The videos caused a lot of laughs on social media, and it turns out--a lot more.
The numbers don't lie. Since July 29, the ALS Association has received $41.8 million nationwide. In that same time period last year, it received $1.9 million.
"It definitely has made a difference," said Amy Kuzma, the director of the Northern New England Chapter of the ALS Association. "It's a silly social media phenomenon...I think the more people hear about it and see how devastating it is, they're moved to do something about it."
Donations are up more than 300% at the Northern New England Chapter, which serves Vermont, New Hampshire and Maine. Kuzma says local donations stay in our area. The local chapter gives about $25,000 to the ALS Clinic at Fletcher Allen Health Care. That money buys equipment like leg braces and breathing apparatuses.
Dr. Rup Tandan is the Attending Neurologist at Fletcher Allen. He has been researching the rate and fatal disease, which has no cure, for 30 years. He treats about 60 patients at the clinic.

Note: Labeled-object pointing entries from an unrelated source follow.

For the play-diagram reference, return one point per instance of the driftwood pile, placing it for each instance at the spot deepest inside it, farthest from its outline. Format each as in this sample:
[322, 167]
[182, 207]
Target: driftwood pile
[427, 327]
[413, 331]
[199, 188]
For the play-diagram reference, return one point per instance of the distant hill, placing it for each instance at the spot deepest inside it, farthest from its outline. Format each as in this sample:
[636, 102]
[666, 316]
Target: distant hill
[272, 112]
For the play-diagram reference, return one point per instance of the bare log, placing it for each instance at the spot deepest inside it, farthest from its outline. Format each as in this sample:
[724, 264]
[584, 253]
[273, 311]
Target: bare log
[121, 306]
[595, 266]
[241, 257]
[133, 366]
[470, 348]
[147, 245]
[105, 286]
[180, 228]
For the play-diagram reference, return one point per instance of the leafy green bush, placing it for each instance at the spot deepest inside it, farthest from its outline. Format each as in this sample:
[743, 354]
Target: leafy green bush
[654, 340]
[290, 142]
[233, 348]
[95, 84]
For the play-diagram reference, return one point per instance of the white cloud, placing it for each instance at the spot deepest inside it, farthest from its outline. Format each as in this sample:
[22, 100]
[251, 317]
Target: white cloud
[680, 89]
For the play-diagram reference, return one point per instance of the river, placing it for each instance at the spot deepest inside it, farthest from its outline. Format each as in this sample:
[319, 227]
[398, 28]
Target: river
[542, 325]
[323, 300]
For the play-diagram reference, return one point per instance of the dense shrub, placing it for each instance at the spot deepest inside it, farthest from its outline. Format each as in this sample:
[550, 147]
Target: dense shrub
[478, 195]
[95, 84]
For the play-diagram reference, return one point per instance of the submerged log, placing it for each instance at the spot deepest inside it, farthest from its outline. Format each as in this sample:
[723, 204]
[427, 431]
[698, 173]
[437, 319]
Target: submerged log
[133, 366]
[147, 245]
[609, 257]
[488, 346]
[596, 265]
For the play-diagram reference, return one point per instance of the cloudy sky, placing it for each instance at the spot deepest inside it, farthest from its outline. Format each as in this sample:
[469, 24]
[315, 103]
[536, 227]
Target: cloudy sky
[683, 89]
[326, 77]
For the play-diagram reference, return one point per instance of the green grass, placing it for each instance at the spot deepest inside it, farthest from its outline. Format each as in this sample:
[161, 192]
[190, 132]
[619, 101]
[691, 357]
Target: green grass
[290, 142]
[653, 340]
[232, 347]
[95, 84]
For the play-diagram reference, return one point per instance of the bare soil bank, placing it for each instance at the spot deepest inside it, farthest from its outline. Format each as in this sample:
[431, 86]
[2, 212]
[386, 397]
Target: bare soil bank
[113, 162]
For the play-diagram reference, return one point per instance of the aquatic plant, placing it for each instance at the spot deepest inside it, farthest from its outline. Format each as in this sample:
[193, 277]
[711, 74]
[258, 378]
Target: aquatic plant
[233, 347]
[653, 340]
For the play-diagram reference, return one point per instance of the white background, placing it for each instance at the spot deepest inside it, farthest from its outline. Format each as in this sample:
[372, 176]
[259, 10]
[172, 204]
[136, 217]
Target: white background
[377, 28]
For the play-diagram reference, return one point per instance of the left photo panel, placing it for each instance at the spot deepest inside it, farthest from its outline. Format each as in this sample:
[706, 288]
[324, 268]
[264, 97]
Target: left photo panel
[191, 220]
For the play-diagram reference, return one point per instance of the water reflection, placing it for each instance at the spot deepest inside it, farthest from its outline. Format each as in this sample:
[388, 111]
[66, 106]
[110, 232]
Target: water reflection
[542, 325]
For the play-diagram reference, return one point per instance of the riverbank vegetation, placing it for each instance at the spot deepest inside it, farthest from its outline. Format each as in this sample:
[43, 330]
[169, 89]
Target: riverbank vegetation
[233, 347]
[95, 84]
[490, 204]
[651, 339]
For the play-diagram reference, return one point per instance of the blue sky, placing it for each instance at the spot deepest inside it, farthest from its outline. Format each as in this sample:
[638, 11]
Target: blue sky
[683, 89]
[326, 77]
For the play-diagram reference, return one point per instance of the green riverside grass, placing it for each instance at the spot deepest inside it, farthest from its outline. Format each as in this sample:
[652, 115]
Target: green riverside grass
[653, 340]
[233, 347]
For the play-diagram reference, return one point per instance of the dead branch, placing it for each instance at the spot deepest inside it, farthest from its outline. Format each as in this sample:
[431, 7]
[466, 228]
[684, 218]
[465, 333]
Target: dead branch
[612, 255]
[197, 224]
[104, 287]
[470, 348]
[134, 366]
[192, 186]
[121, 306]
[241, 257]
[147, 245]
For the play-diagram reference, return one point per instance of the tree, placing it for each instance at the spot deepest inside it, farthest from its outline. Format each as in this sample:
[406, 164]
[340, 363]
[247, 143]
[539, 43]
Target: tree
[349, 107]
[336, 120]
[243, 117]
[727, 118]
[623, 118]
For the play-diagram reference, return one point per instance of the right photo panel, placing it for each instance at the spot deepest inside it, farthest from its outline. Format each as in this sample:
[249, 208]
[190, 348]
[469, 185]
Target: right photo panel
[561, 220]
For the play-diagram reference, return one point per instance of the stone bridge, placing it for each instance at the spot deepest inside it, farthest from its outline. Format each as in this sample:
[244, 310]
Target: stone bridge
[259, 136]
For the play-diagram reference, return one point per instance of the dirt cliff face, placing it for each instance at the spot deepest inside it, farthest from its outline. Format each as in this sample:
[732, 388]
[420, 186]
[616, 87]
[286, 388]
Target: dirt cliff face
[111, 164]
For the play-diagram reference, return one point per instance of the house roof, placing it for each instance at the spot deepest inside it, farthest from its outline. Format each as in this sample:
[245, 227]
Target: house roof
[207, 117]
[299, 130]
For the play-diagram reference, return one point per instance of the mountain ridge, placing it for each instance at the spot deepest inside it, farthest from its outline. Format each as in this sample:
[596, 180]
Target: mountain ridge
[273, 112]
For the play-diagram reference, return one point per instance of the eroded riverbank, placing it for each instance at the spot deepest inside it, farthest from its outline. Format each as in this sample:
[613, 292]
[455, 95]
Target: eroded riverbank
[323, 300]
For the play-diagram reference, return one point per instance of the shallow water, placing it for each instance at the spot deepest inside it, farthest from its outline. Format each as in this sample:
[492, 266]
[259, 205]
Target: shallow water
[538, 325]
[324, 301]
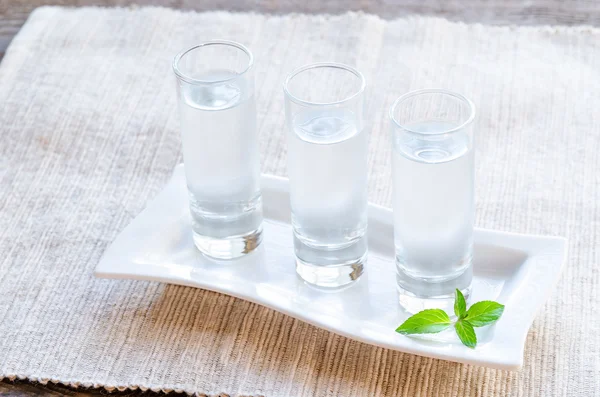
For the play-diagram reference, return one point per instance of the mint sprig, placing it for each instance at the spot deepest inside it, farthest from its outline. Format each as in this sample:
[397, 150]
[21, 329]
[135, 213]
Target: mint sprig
[435, 320]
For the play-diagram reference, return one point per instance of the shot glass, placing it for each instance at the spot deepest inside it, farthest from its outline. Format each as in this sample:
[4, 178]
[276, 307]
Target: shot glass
[327, 167]
[433, 196]
[215, 90]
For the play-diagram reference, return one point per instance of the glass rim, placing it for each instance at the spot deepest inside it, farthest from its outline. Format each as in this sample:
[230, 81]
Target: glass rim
[229, 43]
[411, 94]
[335, 65]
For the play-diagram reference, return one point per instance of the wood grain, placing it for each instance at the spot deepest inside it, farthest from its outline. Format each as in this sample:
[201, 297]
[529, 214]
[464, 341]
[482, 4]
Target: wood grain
[13, 14]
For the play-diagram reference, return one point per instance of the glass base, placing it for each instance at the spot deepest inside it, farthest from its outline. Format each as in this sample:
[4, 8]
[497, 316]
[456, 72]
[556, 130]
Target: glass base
[417, 294]
[330, 276]
[414, 304]
[330, 266]
[228, 247]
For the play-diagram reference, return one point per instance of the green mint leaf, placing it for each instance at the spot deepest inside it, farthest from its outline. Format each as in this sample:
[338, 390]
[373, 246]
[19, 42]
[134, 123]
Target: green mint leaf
[428, 321]
[466, 333]
[484, 313]
[460, 305]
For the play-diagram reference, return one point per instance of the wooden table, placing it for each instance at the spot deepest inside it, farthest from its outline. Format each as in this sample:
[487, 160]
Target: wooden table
[13, 14]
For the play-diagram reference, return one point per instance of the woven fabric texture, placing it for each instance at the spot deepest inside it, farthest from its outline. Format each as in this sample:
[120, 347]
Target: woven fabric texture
[89, 134]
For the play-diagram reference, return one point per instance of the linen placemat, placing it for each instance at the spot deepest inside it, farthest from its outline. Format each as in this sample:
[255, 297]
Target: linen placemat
[89, 134]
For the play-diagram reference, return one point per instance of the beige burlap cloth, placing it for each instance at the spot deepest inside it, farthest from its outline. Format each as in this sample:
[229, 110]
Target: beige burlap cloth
[89, 134]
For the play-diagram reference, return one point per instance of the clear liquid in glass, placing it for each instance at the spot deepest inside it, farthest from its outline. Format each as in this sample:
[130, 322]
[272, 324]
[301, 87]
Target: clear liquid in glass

"In some, it begins with slurred speech and difficulty swallowing and chewing. In others, it begins with weakness and loss of muscles in the arms and legs," Dr. Tandan said. For all, it's almost certainly a death sentence, with a life expectancy of 2-5 years. However, Dr. Tandan says some people have had what he called "Reverse ALS."
"They are patients that fulfill all the criteria for the disease, they progress with the disease and then by some inexplicable reason, they stabilize and some even get better."
He hopes some of the new funds can go toward studying those patients, to move toward a cure.
The ALS Association is still figuring out exactly how to distribute the unexpected influx.
"I think every non-profit has that wish list. This gives us a chance to really look at it and look at these programs that we want to put into play."
Click here to donate to the ALS Association of Northern New England.
Click here to donate to the ALS Association of Upstate New York.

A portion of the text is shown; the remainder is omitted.